Winter Solstice has officially arrived. Today the sun reaches its minimum declination - its furthest southerly position in the sky. This is the turning point of the year. As the sun rises above Red Mountain in the Boyne Valley this morning (weather permitting), its light will enter through an opening above the passage entrance known as the 'roof box' and will illuminate the central chamber, which lies about 20 metres inside the cairn, for around 17 minutes.  The lucky Winter Solstice Lottery winners will be inside, while hundreds will gather outside. This year, there will be 20 Irish wolfhound dogs at Newgrange too. It should be a great morning.

The photo shows a view taken on Winter Solstice 2010 just as I was emerging from the chamber where I had witnessed the solstice illumination for the first time. As you can see, there are two beams of light. The main area of light, on the floor and the lower part of the passage orthostats, enters through the main doorway. This might have been closed by a large slab during winter solstice ceremonies in ancient times. The upper beam is a much shallower beam, and is visible higher up on the orthostats in the left of the image. This is the light that comes in through the roof box, and it is only this beam that reaches the floor of the chamber within.

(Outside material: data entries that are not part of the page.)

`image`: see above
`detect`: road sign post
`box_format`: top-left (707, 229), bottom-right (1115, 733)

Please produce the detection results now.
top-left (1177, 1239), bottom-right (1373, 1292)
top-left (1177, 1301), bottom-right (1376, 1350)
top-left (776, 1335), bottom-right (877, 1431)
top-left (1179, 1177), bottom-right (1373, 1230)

As we reflect upon the coming of the glorious light of dawn into the dark void, and the turning of the year, we hope that events in the wider world which have led humanity into darkness in recent times will turn also, and that the hearts of those who have resorted to anger, hatred or fear are softened, so that we can better learn to get along with each other. For that is one of the central themes of the ancient myths involving the Tuatha Dé Danann, the gods who were said to have owned and built Newgrange. When the Milesians came from Spain, to take Ireland by force, there was initially some fighting and, after losses on both sides, the Dé Dananns and the Milesians reached an accord. The Dé Dananns would occupy the sídhe, these great palaces of stone and earth that allowed access to and from the otherworlds, while the Milesians would occupy the surface of the land. And so it is that we must learn to get along with our fellow humans. We must learn to get along together. What is the alternative, except suffering and misery?

Today, as the sun shines into the heart-shaped mound of Newgrange, and warms its interior with a golden light, we ask that a light shines into the hearts of all our fellow human beings, that we might learn to reach an accord that looks to the ending of hate and discrimination, and allows for a peaceful settlement of all conflict. That is the most urgent message from Newgrange for today's world.


  1. Thank you very much for sharing these 12 wonderful images their inspiration. You are very correct: we must learn to get along with each other.

  2. Well and beautifully said Anthony. Prayers for peace for all the earth today and evermore.

  3. Thank you for this series of inspiring photos.
    Interesting that it is only the light that enters through the roof box that reaches the floor of the chamber within which seems to disprove Michael Gibbons recent comments that these roof box was “fabricated” during reconstruction by Michael O’Kelly in the 1960s.